On stepping back and making space

(disclaimer I might stick on every post: as described in my first post this is a place for thinking through writing and learning in public. it's going to be drafty and full of errors and not always well thought out)

When I was initially planning and building the Makerspace I met with a lot of folks to get input and spread the word. During one of these meetings a faculty member (Sandra Bandura, from All My Relations) listened to my spiel about what I wanted to do and how I wanted to do it and said: “you're building a makerspace and you want your job to be making space. You're a space-maker.”

Space-maker.

Space-maker is on my work bio now. It's going on my next round of business cards (which I weirdly go through a lot of in this job).

I really love this description. It's futuristic and a little silly and it captures my best intentions, which is to say it reminds me of what I'm really doing when I get caught up in ego or politics or the drive to micromanage.

In my mind being a space-maker means my primarily job is to create space (and contexts) for others to fill. The primary space-making is the actual makerspace, a space that is meant to be safe, supportive, experiential, and user- and passion-driven. Technology needs to be beginner-friendly, not dangerous or requiring extensive training. Anyone in our community needs to be able to walk in and use things. There can't be costs or barriers. Supplies need to be provided. Mistakes and breaking things seen as a natural part of the space, a positive to be shared and fixed together.

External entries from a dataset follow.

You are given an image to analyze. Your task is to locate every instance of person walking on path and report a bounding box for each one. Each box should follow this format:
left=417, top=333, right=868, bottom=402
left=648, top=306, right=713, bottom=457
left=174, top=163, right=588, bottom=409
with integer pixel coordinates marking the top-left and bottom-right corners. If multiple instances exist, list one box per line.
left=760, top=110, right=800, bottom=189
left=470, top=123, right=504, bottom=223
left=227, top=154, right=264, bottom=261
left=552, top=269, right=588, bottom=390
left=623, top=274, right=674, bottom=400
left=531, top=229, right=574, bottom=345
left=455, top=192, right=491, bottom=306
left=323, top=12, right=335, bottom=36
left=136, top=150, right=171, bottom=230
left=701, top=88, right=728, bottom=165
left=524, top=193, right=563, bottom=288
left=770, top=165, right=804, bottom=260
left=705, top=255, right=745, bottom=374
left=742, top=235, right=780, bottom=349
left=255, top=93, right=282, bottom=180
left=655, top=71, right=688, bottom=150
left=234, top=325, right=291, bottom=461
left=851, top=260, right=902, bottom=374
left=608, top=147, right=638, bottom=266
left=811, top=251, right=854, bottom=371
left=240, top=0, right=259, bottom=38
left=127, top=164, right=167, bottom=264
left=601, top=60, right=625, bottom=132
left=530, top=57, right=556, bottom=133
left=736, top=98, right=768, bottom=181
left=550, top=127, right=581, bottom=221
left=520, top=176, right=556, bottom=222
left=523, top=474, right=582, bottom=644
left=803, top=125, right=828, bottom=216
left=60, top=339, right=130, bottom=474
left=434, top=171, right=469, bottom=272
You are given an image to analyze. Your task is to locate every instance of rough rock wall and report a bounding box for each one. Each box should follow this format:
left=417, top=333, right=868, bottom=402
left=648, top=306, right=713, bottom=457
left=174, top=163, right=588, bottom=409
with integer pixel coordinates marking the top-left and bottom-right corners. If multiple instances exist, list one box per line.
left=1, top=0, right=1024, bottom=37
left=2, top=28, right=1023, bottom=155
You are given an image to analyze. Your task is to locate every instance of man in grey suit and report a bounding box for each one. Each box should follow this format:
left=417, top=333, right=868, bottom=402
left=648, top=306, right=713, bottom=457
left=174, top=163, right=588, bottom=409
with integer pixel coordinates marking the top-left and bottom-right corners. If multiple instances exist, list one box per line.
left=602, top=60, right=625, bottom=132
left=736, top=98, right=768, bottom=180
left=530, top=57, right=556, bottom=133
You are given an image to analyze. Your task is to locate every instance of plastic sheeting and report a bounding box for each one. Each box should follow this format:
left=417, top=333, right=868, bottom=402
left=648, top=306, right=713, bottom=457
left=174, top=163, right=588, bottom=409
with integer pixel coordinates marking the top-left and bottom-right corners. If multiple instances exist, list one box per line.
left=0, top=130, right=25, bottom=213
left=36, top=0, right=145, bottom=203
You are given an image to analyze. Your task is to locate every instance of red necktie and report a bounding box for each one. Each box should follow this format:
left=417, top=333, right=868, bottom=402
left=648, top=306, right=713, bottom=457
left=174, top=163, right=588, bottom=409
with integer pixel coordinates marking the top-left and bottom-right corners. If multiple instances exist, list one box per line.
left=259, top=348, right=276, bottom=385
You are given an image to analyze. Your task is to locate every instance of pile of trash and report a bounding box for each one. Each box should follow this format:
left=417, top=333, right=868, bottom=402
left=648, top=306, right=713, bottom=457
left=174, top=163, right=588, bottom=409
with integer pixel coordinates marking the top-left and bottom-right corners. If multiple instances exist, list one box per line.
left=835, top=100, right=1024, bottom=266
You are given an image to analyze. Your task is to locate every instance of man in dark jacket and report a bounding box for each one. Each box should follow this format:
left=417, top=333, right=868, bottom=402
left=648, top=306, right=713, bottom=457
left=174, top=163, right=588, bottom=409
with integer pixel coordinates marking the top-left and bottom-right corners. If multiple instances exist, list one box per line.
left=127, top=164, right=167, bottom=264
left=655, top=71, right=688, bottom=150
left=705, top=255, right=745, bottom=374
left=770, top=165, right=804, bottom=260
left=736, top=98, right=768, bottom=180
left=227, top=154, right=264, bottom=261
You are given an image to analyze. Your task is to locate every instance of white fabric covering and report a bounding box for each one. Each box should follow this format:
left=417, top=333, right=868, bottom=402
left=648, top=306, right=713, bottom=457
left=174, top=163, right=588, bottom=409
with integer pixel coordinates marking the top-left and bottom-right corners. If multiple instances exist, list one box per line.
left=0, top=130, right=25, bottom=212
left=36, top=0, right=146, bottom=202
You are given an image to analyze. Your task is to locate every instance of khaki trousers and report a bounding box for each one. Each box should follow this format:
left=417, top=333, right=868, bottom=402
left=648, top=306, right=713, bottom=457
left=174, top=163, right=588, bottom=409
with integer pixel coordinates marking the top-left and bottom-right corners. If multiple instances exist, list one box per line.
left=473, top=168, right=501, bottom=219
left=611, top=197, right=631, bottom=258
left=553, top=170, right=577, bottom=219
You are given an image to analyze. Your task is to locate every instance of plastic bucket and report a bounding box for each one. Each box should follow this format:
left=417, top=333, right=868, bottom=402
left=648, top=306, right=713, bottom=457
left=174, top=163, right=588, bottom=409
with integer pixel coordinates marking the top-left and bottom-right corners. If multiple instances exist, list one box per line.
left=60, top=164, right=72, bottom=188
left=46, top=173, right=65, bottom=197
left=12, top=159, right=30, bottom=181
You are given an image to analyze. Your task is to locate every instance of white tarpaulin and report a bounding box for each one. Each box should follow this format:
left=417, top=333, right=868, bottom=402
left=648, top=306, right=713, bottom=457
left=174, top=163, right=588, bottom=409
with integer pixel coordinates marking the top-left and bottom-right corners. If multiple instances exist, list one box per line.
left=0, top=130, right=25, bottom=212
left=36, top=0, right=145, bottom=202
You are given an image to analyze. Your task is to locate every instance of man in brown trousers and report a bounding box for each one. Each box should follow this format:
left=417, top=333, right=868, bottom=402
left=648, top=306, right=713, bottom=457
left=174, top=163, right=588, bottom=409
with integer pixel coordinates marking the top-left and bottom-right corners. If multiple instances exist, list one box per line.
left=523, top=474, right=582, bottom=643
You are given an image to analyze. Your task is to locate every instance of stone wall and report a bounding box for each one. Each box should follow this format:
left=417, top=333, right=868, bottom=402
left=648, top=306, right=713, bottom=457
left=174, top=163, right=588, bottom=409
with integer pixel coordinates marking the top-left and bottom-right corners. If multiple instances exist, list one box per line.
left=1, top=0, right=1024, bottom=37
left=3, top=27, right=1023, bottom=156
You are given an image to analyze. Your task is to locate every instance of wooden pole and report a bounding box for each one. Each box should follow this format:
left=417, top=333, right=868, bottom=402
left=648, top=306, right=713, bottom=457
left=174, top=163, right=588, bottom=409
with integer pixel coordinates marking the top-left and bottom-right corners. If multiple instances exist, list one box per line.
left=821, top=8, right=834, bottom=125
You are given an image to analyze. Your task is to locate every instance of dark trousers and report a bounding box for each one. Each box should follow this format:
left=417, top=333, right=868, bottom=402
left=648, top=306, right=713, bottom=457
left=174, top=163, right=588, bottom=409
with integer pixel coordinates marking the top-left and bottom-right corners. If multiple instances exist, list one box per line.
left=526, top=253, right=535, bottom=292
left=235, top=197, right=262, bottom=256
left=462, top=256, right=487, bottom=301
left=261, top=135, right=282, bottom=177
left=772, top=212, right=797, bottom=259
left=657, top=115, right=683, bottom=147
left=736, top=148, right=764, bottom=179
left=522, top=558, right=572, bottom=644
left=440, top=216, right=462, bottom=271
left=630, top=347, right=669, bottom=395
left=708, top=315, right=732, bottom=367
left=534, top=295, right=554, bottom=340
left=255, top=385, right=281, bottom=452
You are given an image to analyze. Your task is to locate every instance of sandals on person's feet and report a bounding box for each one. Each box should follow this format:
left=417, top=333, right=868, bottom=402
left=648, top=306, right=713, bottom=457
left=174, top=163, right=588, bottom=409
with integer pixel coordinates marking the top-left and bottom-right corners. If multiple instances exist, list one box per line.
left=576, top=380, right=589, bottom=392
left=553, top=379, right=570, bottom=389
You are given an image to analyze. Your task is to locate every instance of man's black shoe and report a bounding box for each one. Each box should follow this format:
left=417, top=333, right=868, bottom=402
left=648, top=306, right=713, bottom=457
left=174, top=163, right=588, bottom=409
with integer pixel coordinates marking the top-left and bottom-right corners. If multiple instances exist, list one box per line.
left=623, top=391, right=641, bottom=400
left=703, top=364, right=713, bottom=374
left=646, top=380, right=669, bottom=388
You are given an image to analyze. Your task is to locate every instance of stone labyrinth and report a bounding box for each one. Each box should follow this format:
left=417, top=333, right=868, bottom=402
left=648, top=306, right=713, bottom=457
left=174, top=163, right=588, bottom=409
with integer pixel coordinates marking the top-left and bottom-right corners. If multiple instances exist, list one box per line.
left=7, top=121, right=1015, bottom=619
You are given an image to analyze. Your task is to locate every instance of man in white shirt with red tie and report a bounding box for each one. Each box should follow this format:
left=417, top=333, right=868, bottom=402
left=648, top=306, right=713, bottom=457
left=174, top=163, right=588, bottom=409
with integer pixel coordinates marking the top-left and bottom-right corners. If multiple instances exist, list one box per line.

Space doesn't mean a vacuum. A vacuum only works for those with the power to fill it. Creating space means making contexts: culture, physical space, infrastructure, a code of conduct, processes, etc. that support as many different people as possible taking up space (and that also means inviting in and making a lot of space for those who typically don't take up space in these spaces — a much bigger topic).

A little example is that we mostly don't do curriculum in the space, and when we do, we don't want curriculum that defines what students do in the space; rather, faculty who want to have their students use the space need to provide assignments that allow for student choice about modality and method, as well as an off-ramp for students who just don't want to be in the space as all. We need a culture and policy that helps those faculty make space for their students in that particular way.

The second space is how we operate and evolve. I've always wanted the space to run as experimentally as we ask people to use the space. We want to say yes to ideas as much as possible. When students say they want a keyboard and an interface in the podcasting room so they can make music, or that they want some software installed on the computers we want to say yes unless there is a good reason to say no.

A third space that I think about a lot about how this applies to how I support the staff and student workers I oversee. Here, making space means giving people real, meaningful, impactful work to do and the space to define how to do it, even if that is different from how I would have done it. Part of this is from the influence of the book Emergent Strategy by adrienne maree brown and partly from my own hatred of micromanagement. Over and over I've been overwhelmed by staff and students who have done things I would have never thought to do, better than I could have done it.

A last thought about stepping back. One thing that I constantly notice is small groups of people in the space working on something interesting together. A lot is often happening here: people are making friends, sharing ideas, asking questions, working with staff and our student employees. Sometimes I go over and see what is happening, but increasingly if the micro-culture appears to be good I say “this isn't for me” and happily walk into my office. Spaces often aren't meant for me, and if I interfere I will change them, often for the worse.

Again, these posts aren't meant to be fully thought out articles. They are meant to capture my current thinking and help me move towards the work I will need to do in the next couple years and we continue to learn and evolve and eventually produce fully thought out articles.